Plot #12 - 250 Watts, 5 m/s Wind, Optimized Pacing, Plotted By Time

Plot #13 - 250 Watts, 8 m/s Wind, Optimized Pacing, Plotted By Time

What can we learn from these plots and the summary table? The most important thing to note is that it is important to vary your power on a course that has a headwind and tailwind portion. From Table #1, we see that varying power becomes important at headwind/tailwind speeds of 3 m/s and above (10.8 km/h).

The exact numbers vary for riders with differing power outputs but the overall idea to push harder as the headwind increases remains the same. In Table #1, we see that there is less time savings for riders that push high power outputs. This is caused by the fact that a rider with a higher power output will cover the course in less time and thus the time savings will be proportionately smaller. However, Table #1 shows that the time savings are still significant if an optimized pacing strategy is used over a steady power approach.

For an overall power output of 250 watts, a rider that varies his power can save 10 seconds over a rider that just rides steady on a course with 3 m/s wind. A savings of 10 seconds could easily mean the difference between several finishing positions. In Plot #7, we see that Optimal Cycling suggests a power output of about 268 watts going into the 3 m/s headwind and a power output of 225 watts coming back with the 3 m/s tailwind.

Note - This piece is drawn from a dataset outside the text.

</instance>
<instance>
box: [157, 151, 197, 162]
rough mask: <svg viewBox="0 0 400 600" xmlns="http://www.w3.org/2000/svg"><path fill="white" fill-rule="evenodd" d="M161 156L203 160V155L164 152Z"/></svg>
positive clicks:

Varying power becomes increasingly more important as the wind speed goes up as shown by a possible time savings of 60 seconds for an overall power output of 250 watts when there is an 8 m/s wind (28.8 km/h). In Plot #9, we can see the optimized power pacing strategy for this specific scenario and Optimal Cycling suggests a power output of 278 watts going into the 8 m/s headwind and a power output of just 172 watts coming back with the 8 m/s tailwind. This shows that on courses with high winds, the race is largely decided by how hard you race going into the headwind. The ride back with the tailwind should be a relatively relaxing affair since you have a tailwind pushing you that allows you to sustain a high speed without much effort.

To view the optimized power output plots for a cyclist at 300 watts and at 350 watts, visit http://optimalcycling.com/2011/05/30/additional-plots-pacing-strategy-headwind/.

I hope you have enjoyed this article and increased your knowledge of effective pacing strategies.